Site-directed anchoring of naphthyridine-functionalized N-heterocylic carbene (NHC) is achieved on a metal−metal singly bonded diruthenium(I) platform. Room-temperature treatment of 1-isopropyl-3-(5,7-dimethyl-1,8-naphthyrid-2-yl)imidazolium bromide (PIN·HBr) with Ru₂(CH₃COO)₂(CO)₄ in acetonitrile affords the unsupported compound Ru₂(CO)₄(κ₂C₂, N₁-PIN)₂Br₂ (1). Judicious alteration in the NHC ligand resulted in the bridged compound Ru₂(CO)₄(CH₃COO)(μ²-κ²C₂,N₁-BIN)Br (2) (BIN = 1-benzyl-3-(3-phenyl-1,8-naphthyrid-2-yl)imidazol-2-ylidene).
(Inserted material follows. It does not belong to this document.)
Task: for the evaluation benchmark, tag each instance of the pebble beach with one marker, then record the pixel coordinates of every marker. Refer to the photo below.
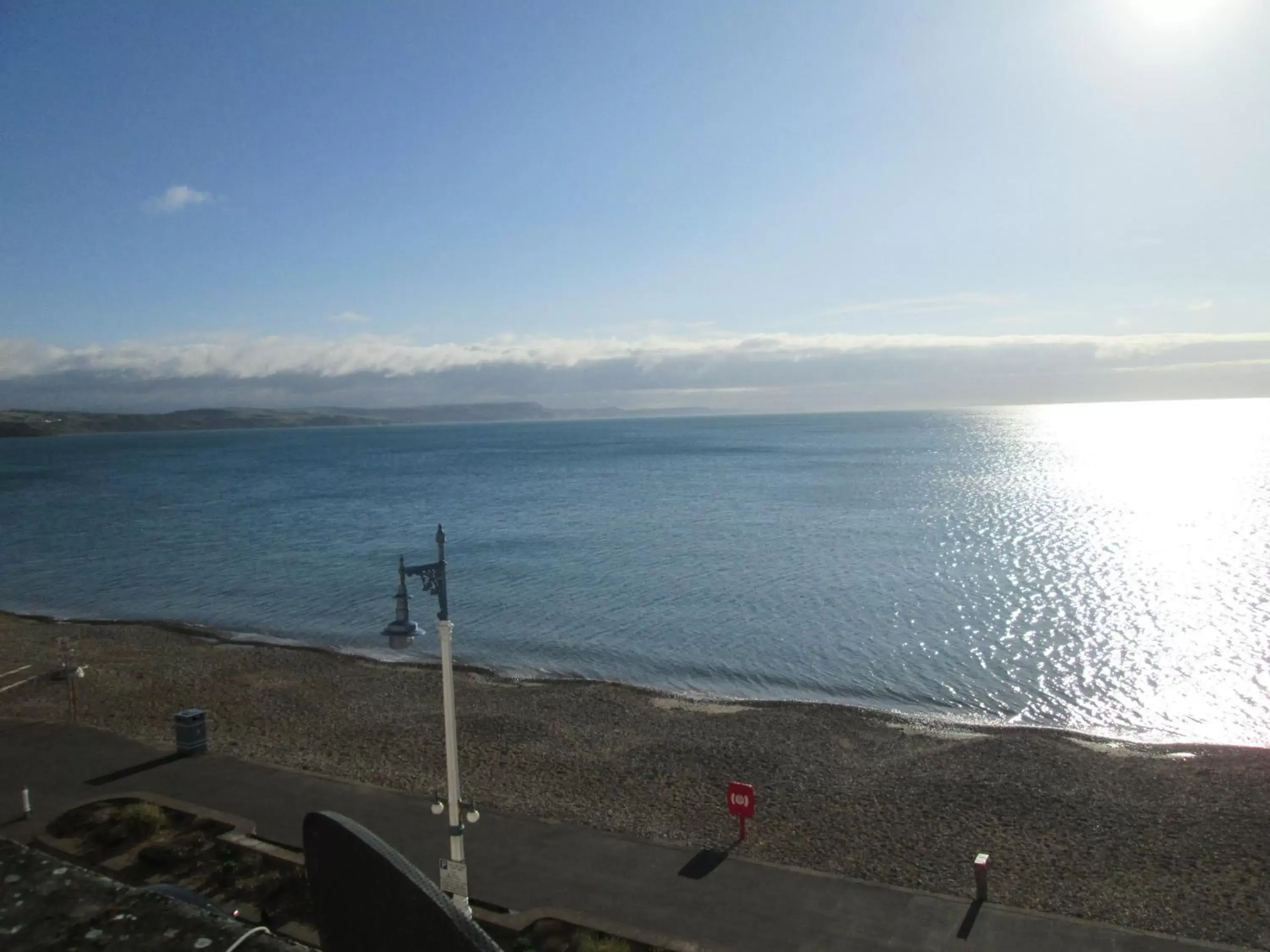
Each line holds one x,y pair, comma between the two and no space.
1171,839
X-ray analysis revealed the chelate binding of PIN on each ruthenium at equatorial sites for 1, and the bridge-chelate binding of BIN spanning the diruthenium core for 2. The catalytic utilities of the BArF (tetrakis(3,5-bis(trifluoromethyl)phenyl)borate) salts of these compounds are evaluated toward carbene-transfer reactions from ethyl diazoacetate including aldehyde olefination, cyclopropanation, and X−H (X = O, N) insertions. 1-BAr^F is clearly shown to be the superior catalyst. DFT calculations are undertaken to understand the influence of NHC binding on the electronic structures of the “Ru₂(CO)₄” core and to rationalize the lower activity of 2-BAr^F.